/ 4 February 2008

Shedding our exceptionalism

Though it may be difficult to believe, the principle of accentuating the positive remains an important aspect of journalism. Yes, even the Mail & Guardian is sometimes guided by it.

I accept that it is easier to apply to the sports pages (Buffoona Buffoona’s recent woes not withstanding) than to other beats such as crime and politics (I admit that the difference between these two often confuses me).

To demonstrate this, this column will try to find the good in our latest addition to the national lexicon: load shedding.

Until recently, it was common cause for South Africans to remind ourselves and each other of how lucky we were that we were not in Monrovia (Liberia) or Lagos (Nigeria), where power failure is commonplace and the need to own a generator is as much a necessity as owning two cellphones is for many of us.

Load shedding is a benign reminder of the unsustainability of the general South African belief in its exceptionalism. Until now this supposed invincibility has centred on our belief that our political institutions are founded on unshakeable grounds. But are they?

We have dismissed fears of a Zimbabwe-style autocracy.

”It could never happen here. We are not as placid as our neighbours up north,” we say to ourselves.

But why would it not happen here? What is it about South Africansthat will ensure that it does not happen here?

I am afraid, other than our exaggerated sense of worth, there is nothing that suggests to me that we would be ready and able to stop a Mugabe if he happened here, just as we thought that stories of cities routinely being plunged into darkness only happened ”in Africa” — as some of us believe that our ”continent” starts at Cape Point and ends at the Limpopo River.

As Eskom’s energy debacle shows, the powers that be have a tendency of not listening to anyone. It’s their will or nothing.

They ignored those who warned them against the arms deal and, particularly, that such deals lend themselves to corruption. Again we believed that we were exceptional and that such corruption only happened among states that did not have our revolutionary morale.

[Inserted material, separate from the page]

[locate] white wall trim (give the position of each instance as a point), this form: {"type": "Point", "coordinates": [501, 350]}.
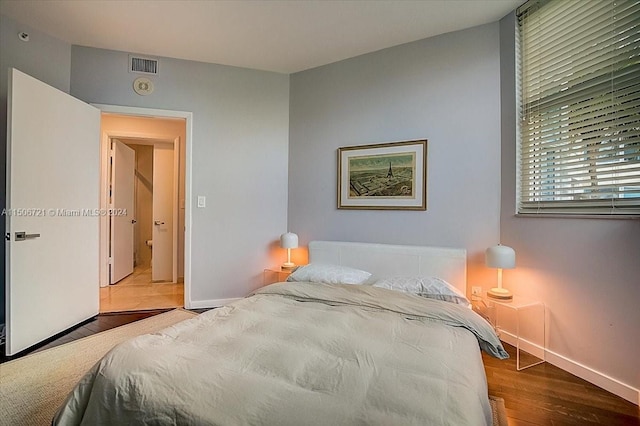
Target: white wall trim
{"type": "Point", "coordinates": [213, 303]}
{"type": "Point", "coordinates": [597, 378]}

We sat back in shock when the then Nigerian president Olusegun Obasanjo ”moved” the graft-busting finance minister Ngozi Okonjo-Iweala to the foreign affairs ministry. Like our own Scorpions, the former World Bank vice-president was making life miserable for political elites who had thought that elevation to public office was a licence to loot the national purse.

At the time we could not imagine our government doing the same to the equivalent structure’s head. It is history now that Vusi Pikoli is effectively being told to reapply for his job.

The powers that be have all but succeeded in chopping off the offending tail of the Scorpions for no other plausible reason than because they can. If law enforcement agencies were shut down because of the conduct of their members, then we would long ago have closed the SAPS. Its record of either incompetence or collusion is best illustrated by its chief commander, who was friends with a man who was crooked, which he said he only learned through the media.

Though Polokwane created an impression of a brave new cadre of the ruling party, one wonders why they chose to remain silent for so long when their brothers and sisters, sons and daughters were dying of HIV and Aids. One cannot help but ask what is the difference between these brave people and the party apparatchiks, who, in the name of ”being disciplined”, allowed Mugabe to sink their country.

We could easily dismiss the rantings against the judiciary as the expressions of a few individuals still intoxicated by triumphalism emerging from the Limpopo conference. But unless we nip it in the bud we, or our children, might have to return to these days to mark a point in our history when the judiciary lost its hallowed space as the final arbiter of conflicts inherent in all societies.

South African civil society, including the media, has, for all its great intentions and voice, scored too few victories to style itself as a bulwark against the abuse of power and protect us from being ”yet another” African state.

Never has the call by Edward Abbey for true patriots to discharge their duty to protect their country against their government been truer. Instead we have lackeys who could not tell their president that they knew people who had died of Aids and had actually seen hordes of the unemployed standing on street corners.

If anything good should come from load shedding, let it be that it was an early warning device of our susceptibility to get it wrong.

We sat quietly when experts warned of a potential energy crisis. Instead of taking action or cajoling those with the authority to do so, we basked in the glory of our imagined supremacy. Look at us now. Why then should we go on telling each other that some of the things we read in newspapers will never happen to us?